Spark Streaming from version 1.5 can dynamically control the data receiving rate to match the cluster data processing capability to better coordinate data receiving rate and resource processing capability. Spark Streaming Backpressure mechanism (Spark Streaming Backpressure) : Dynamically adjusts the data receiving rate of the Receiver according to the job execution information fed back by the JobScheduler.

Through property “spark. Streaming. Backpressure. Enabled” to control whether to enable backpressure mechanism, the default value is false, or is not enabled.

3. The DStream primer

1. WC case practice

Requirements: Use netcat to send data to port 9999 continuously, read port data through SparkStreaming and count the number of different words
Add the dependent

<dependency>
  <groupId>org.apache.spark</groupId>
  <artifactId>The spark - streaming_2. 11</artifactId>
  <version>2.1.1</version>
</dependency>
Copy the code

Write the code

object Spark01_WordCount {
def main(args: Array[String) :Unit = {
	Note: The Streaming program must not be set to local at least. At least 2 threads are required
    val conf: SparkConf = new SparkConf().setAppName("Spark01_W").setMaster("local[*]")
    // Create a Spark Streaming context object
    val ssc = new StreamingContext(conf,Seconds(3))
    // Manipulate the data source - get a row of data from the port
    val socketDS: ReceiverInputDStream[String] = ssc.socketTextStream("mayi101".9999)
    // Flatten a row of data
    val flatMapDS: DStream[String] = socketDS.flatMap(_.split(""))
    // Structure conversion
    val mapDS: DStream[(String.Int)] = flatMapDS.map((_,1))
    // Aggregate the data
    val reduceDS: DStream[(String.Int)] = mapDS.reduceByKey(_+_)
    Note: the DS print function is called
    reduceDS.print()
    // Start the collector
    ssc.start()
    // By default, context objects cannot be closed
    //ssc.stop()
    // Wait for the collection to end and terminate the context object
    ssc.awaitTermination()
  }
}
Copy the code

Start the program and send data through Netcat

[mayi@mayi101 ~]$ nc -lk 9999
Copy the code

2. The wc parsing

Discretized Stream is the basic abstraction of Spark Streaming, representing the continuous data Stream and the resulting data Stream after various Spark operators. Internally, DStream is represented as a series of sequential RDD’s, each RDD containing data over a period of time. The conversion of these RDD’s is calculated by the Spark engine. DStream operations hide most of the details, and then provide developers with advanced apis for easy use as shown below:

3. A few notes

New Streaming Computations cannot be added once StreamingContext has been started
Once a StreamingContext has been stopped (streamingContext.stop ()), it cannot be restarted
Only one StreamingContext can be launched at a time within a JVM
Stop () stops StreamingContext, and SparkContext is also stopped. If you just want to stop StreamingContext, you should: stop(false)
A SparkContext can be reused to create multiple StreamingContexts if the previous StreamingContext has been stopped and SparkContext has not been stopped

mo4tech.com (Moment For Technology) is a global community with thousands techies from across the global hang out!Passionate technologists, be it gadget freaks, tech enthusiasts, coders, technopreneurs, or CIOs, you would find them all here.

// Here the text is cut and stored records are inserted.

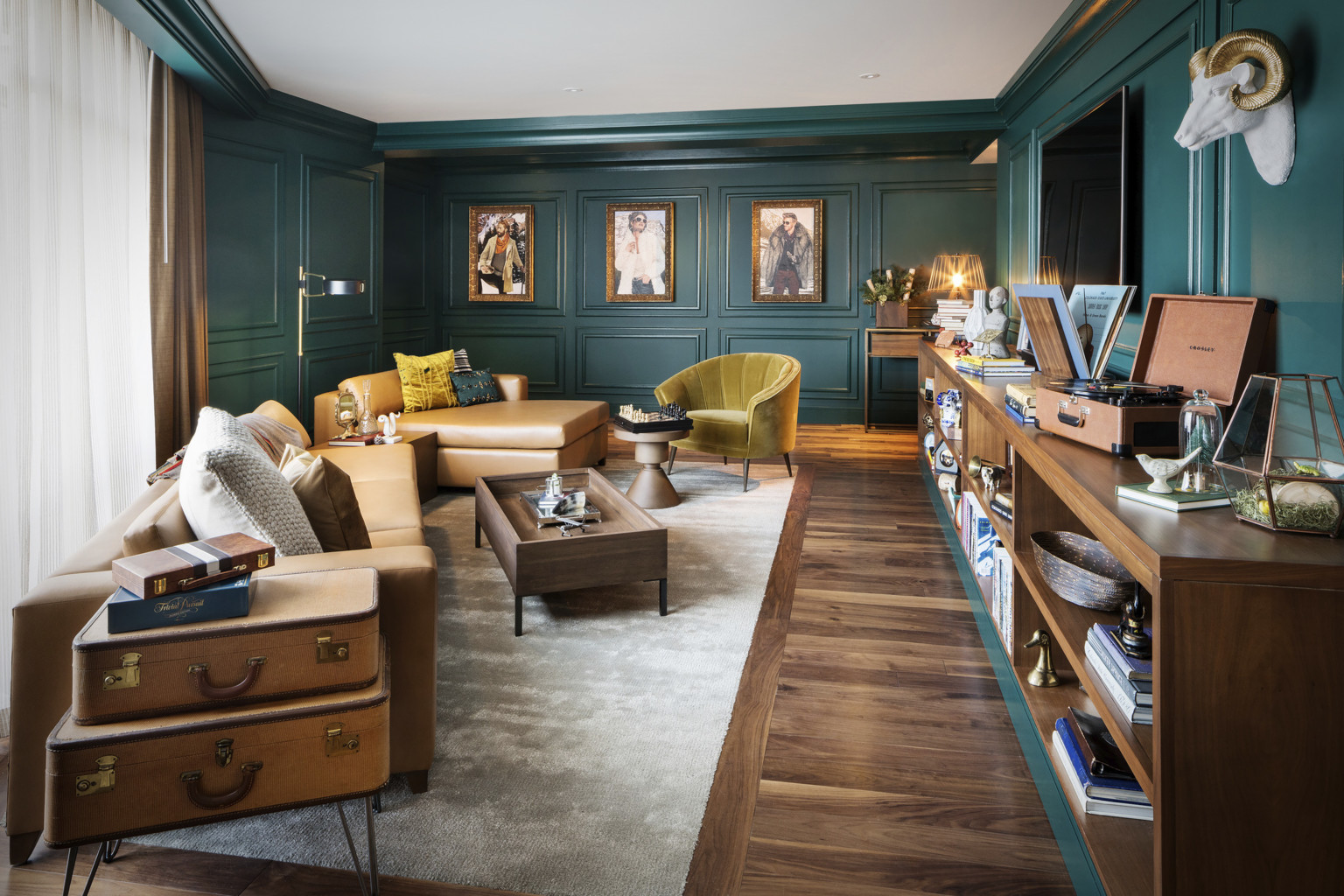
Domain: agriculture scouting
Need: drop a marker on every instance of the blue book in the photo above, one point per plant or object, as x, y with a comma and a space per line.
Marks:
128, 612
1141, 692
1136, 669
1097, 788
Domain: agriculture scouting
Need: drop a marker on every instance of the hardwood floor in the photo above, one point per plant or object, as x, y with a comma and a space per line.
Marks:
870, 751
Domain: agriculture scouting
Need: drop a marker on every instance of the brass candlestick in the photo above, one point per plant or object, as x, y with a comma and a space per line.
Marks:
1043, 676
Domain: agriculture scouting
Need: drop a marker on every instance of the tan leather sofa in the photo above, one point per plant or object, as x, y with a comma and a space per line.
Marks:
514, 436
49, 617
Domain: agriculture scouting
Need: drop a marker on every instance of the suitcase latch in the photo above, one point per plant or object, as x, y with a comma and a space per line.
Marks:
127, 676
98, 780
331, 652
338, 743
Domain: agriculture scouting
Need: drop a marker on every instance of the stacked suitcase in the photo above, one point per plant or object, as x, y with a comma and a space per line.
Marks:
203, 722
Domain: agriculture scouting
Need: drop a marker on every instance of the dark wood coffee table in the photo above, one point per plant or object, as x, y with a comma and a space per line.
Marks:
626, 546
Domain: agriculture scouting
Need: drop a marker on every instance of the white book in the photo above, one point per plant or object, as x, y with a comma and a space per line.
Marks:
1092, 805
1101, 672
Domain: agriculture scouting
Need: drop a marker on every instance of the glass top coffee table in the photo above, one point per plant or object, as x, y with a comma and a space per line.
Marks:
626, 544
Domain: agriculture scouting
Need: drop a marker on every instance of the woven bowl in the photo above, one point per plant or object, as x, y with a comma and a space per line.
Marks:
1082, 571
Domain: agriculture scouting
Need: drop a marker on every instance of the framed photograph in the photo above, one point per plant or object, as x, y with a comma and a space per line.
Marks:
639, 253
1048, 332
787, 265
500, 253
1103, 308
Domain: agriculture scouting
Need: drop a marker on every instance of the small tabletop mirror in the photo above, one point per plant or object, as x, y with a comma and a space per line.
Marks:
347, 413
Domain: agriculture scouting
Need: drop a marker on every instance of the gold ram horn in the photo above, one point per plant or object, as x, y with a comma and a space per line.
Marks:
1265, 49
1198, 62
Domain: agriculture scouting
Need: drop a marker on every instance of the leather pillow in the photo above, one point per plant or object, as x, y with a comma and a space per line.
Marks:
425, 381
476, 387
328, 499
228, 484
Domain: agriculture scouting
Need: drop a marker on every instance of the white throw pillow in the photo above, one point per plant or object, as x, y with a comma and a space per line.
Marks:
228, 484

Basic concepts and introduction of Streaming

1. An overview of the

1. Offline and real-time concepts

2. Batch and streaming

3. Spark Streaming what is

1. The concept

2. The architecture

3. Back pressure mechanism

3. The DStream primer

1. WC case practice

2. The wc parsing

3. A few notes

Basic concepts and introduction of Streaming

1. An overview of the

1. Offline and real-time concepts

2. Batch and streaming

3. Spark Streaming what is

1. The concept

2. The architecture

3. Back pressure mechanism

3. The DStream primer

1. WC case practice

2. The wc parsing

3. A few notes

Related Posts

Xiao Bai’s first experience with macOS oro

Linux system troubleshooting and repair tips

Why is content an essential part of the Web design process?